Context & Positioning: The "Free-Moving" Frontier
Existing SOTA methods usually fall into two traps: they either require the object's base to remain perfectly still (unrealistic for handheld objects) or rely on "black-box" foundation models that lack geometric consistency. FreeArtGS positions itself as a practical optimization-based system that utilizes modern priors (like AllTracker and DINOv3) to bridge the gap between casual monocular capture and simulation-ready assets.
Problem & Motivation: Why is Free-Moving Hard?
When both the camera and the object parts move simultaneously, the fundamental problem of inductive bias arises: How do you distinguish between the global motion of the object and the local motion of its articulated joints?
- Prior Limitations: Methods like Video2Articulation collapse when the "static base" assumption is violated.
- The Coverage Gap: If you can't move the whole object to show its back/bottom, the resulting 3D model is incomplete.
- The Free-Moving Insight: By capturing the object from all angles while it articulates, we can achieve full coverage, provided we can decouple the complex transformations.
Methodology: The Three-Pillar Architecture
FreeArtGS solves the reconstruction puzzle through a logically sequenced pipeline:
1. Motion-Based Part Segmentation
Instead of semantic labeling, the system looks for temporal rigidity.
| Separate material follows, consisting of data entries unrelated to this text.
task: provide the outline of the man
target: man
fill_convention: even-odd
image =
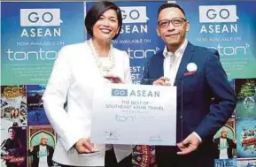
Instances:
[[[228,130],[222,128],[221,137],[213,140],[216,148],[216,159],[233,158],[232,149],[237,148],[237,141],[228,138]]]
[[[177,86],[177,146],[156,147],[158,165],[213,166],[213,135],[236,107],[233,90],[218,53],[187,41],[190,24],[179,5],[160,6],[158,20],[166,47],[147,61],[142,84]]]
[[[22,146],[20,140],[18,138],[19,127],[9,127],[8,133],[10,137],[4,140],[1,144],[1,159],[5,161],[7,167],[16,167],[18,163],[13,161],[17,157],[26,155],[26,148]],[[23,163],[24,161],[20,161]]]
[[[32,167],[53,166],[52,155],[53,148],[49,146],[48,138],[43,136],[39,145],[34,146],[28,151],[28,156],[32,156]]]

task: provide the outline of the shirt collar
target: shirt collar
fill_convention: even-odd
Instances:
[[[188,45],[188,40],[185,39],[184,42],[182,44],[182,46],[181,46],[181,47],[175,51],[175,55],[176,57],[183,55],[187,45]],[[166,45],[166,46],[165,46],[165,49],[164,49],[164,51],[163,51],[163,56],[164,56],[165,58],[166,58],[168,55],[169,55],[169,56],[172,56],[172,55],[174,55],[174,53],[172,53],[172,52],[170,52],[170,51],[168,52],[168,51],[167,51],[167,46]]]

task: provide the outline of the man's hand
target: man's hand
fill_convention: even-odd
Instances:
[[[184,140],[178,143],[177,146],[181,151],[178,155],[187,155],[195,151],[200,144],[198,138],[194,133],[190,133]]]
[[[170,80],[168,78],[161,77],[157,80],[153,81],[153,85],[170,86],[170,83],[167,82],[168,80]]]
[[[79,140],[75,145],[75,149],[79,154],[86,154],[95,152],[94,145],[89,141],[89,140],[82,138]]]

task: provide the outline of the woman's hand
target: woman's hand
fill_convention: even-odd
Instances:
[[[79,154],[87,154],[97,151],[94,148],[94,144],[86,138],[81,138],[81,140],[79,140],[75,143],[74,148]]]
[[[120,78],[115,75],[108,74],[108,75],[105,75],[105,78],[109,80],[112,83],[123,83]]]

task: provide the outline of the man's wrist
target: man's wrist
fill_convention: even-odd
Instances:
[[[197,136],[197,138],[198,139],[199,142],[201,143],[202,142],[201,137],[196,132],[193,132],[192,133]]]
It assumes that over short windows, a part's motion is a rigid transform. It uses a "Part Solver" that optimizes part weights $w_{t,p}$ by minimizing the distance between tracked points and their rigidly transformed counterparts.
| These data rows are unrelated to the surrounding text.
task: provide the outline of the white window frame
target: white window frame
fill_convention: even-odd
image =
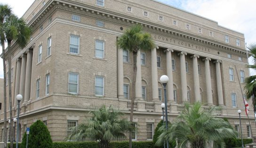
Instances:
[[[104,7],[104,5],[105,5],[104,1],[104,0],[96,0],[96,5],[97,6]],[[103,5],[99,4],[100,3],[102,3]]]
[[[40,79],[36,80],[36,99],[39,99],[40,93]]]
[[[47,39],[47,56],[51,55],[52,46],[52,37],[48,38]]]
[[[236,39],[236,44],[237,46],[240,47],[240,40],[238,38]]]
[[[234,69],[232,68],[229,68],[229,81],[234,81]]]
[[[172,59],[172,69],[173,71],[176,70],[176,61],[175,59]]]
[[[42,45],[39,45],[38,47],[38,63],[39,63],[42,61]]]
[[[96,46],[97,43],[103,43],[103,49],[96,48],[96,47],[97,46]],[[97,57],[96,56],[96,51],[97,50],[103,51],[103,54],[102,55],[102,57]],[[101,40],[96,40],[95,41],[95,57],[97,58],[99,58],[99,59],[104,59],[104,55],[105,55],[105,42],[104,41],[101,41]]]
[[[145,91],[144,92],[143,90],[143,89],[144,89]],[[145,86],[142,86],[141,87],[141,95],[142,95],[142,98],[144,100],[146,100],[146,99],[147,99],[147,88]],[[143,96],[145,96],[144,97],[143,97]]]
[[[225,35],[225,43],[229,43],[229,36]]]
[[[160,59],[160,61],[158,61],[158,59]],[[161,56],[157,56],[156,57],[156,62],[157,62],[157,66],[158,68],[161,68],[162,67],[162,59],[161,58]],[[160,64],[160,67],[158,66],[158,64]]]
[[[151,127],[152,127],[152,131],[148,131],[148,124],[151,124]],[[154,136],[154,123],[146,123],[146,130],[147,130],[147,140],[153,140],[153,136]],[[152,133],[152,139],[148,139],[148,133]]]
[[[77,38],[78,39],[78,44],[71,44],[71,38],[72,37],[74,37]],[[79,52],[80,52],[80,37],[78,36],[73,35],[70,35],[70,43],[69,43],[69,53],[72,53],[72,54],[79,54]],[[73,45],[73,46],[77,46],[77,53],[75,52],[72,52],[70,50],[71,45]]]
[[[234,100],[233,99],[233,96],[234,96]],[[232,103],[232,107],[234,108],[237,107],[237,104],[236,102],[236,95],[235,93],[231,93],[231,101]],[[233,102],[234,102],[235,103],[235,106],[233,105]]]
[[[70,74],[75,74],[77,75],[77,83],[71,83],[70,82]],[[77,90],[76,92],[69,92],[69,84],[76,84],[77,85]],[[70,72],[68,73],[68,92],[69,94],[78,94],[78,91],[79,89],[79,74],[78,73],[71,73]]]
[[[241,83],[244,83],[244,71],[240,70],[240,78],[241,79]]]
[[[49,85],[50,85],[50,74],[45,77],[45,95],[49,95]]]
[[[102,78],[103,86],[96,86],[96,78]],[[95,91],[94,91],[94,94],[95,94],[95,96],[104,96],[104,77],[102,76],[96,75],[96,76],[95,76]],[[96,87],[101,87],[101,88],[102,88],[102,95],[96,94]]]
[[[127,52],[127,56],[124,55],[125,52]],[[128,61],[125,61],[124,59],[126,59],[124,58],[124,57],[127,57]],[[130,62],[130,53],[129,52],[129,51],[127,50],[123,50],[123,62],[126,62],[126,63],[129,63]]]
[[[143,56],[143,55],[144,55],[144,59],[142,59],[142,56]],[[146,53],[144,53],[144,52],[141,52],[140,53],[140,60],[141,60],[141,65],[146,65]],[[144,61],[144,64],[143,64],[143,61]]]
[[[125,92],[124,91],[124,87],[127,87],[127,92]],[[129,88],[130,88],[130,85],[127,84],[124,84],[123,88],[124,88],[123,92],[124,92],[124,98],[127,99],[128,100],[129,100],[129,89],[130,89]],[[125,93],[127,94],[127,98],[125,97],[125,95],[124,95]]]
[[[79,15],[71,15],[71,20],[72,21],[80,22],[81,22],[81,17]]]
Figure 1: The FreeArtGS pipeline—from raw video to articulated Gaussians.
2. Robust Joint Estimation
Once parts are identified, the system calculates the relative transformation between them.
- Joint Typing: It differentiates between Revolute (rotation) and Prismatic (sliding) joints by analyzing the rotation span and translation linearity.
- Axis Solving: It uses an SVD-based approach to find the axis direction and a least-squares pivot estimation on a 2D plane to avoid degeneracy.
3. Articulated Gaussian Splatting (3DGS)
The final "magic" happens here. The system represents the object as two sets of Gaussians. Using Blended Rendering, it applies the joint kinematics directly to the Gaussian kernels. $$\mathcal{G}_i = w(\mathcal{G}_c \circ I) \cup (1-w)(\mathcal{G}_c \circ \mathcal{J}_i)$$ The entire system—geometry, appearance, and joint angles—is refined end-to-end using RGB, Depth, and Mask losses.
Experiments: Superiority Across the Board
The authors introduced FreeArt-21, a benchmark simulated via VR teleoperation to mimic real-world handheld movement.
Quantitative Edge
FreeArtGS outperforms baselines (RSRD, Video2Articulation, Articulate-Anything) significantly. In the revolute category, it reduced the joint axis error from over 20° (Video2Articulation) to a staggering 1.04°.
Table 1: Competitive analysis showing FreeArtGS's dominance in kinematic and geometric metrics.
Visual Fidelity
Qualitative results show that FreeArtGS can handle thin, complex structures like the blades of a pair of scissors or the fine scales of a stapler, which previous methods typically turn into "visual soup."
Figure 2: Real-world success—FreeArtGS accurately reconstructs household items like fans and trash bins even with hand occlusions.
Critical Insight & Future Outlook
The success of FreeArtGS stems from its "Priors-plus-Optimization" philosophy. Rather than trusting a feed-forward network to "guess" the joint, it uses point-tracking as a guide for a rigorous mathematical optimization of the kinematic chain.
Limitations:
- Complexity: Currently supports only two-part articulation (1-DOF).
- Input Dependency: Requires RGB-D; moving to RGB-only remains a challenge due to the need for absolute depth scale in joint pivot solving.
The Takeaway: FreeArtGS is a vital step toward automated "Digital Twin" generation. It provides a blueprint for how robots might one day "look and learn" about any articulated tool they encounter in the human world.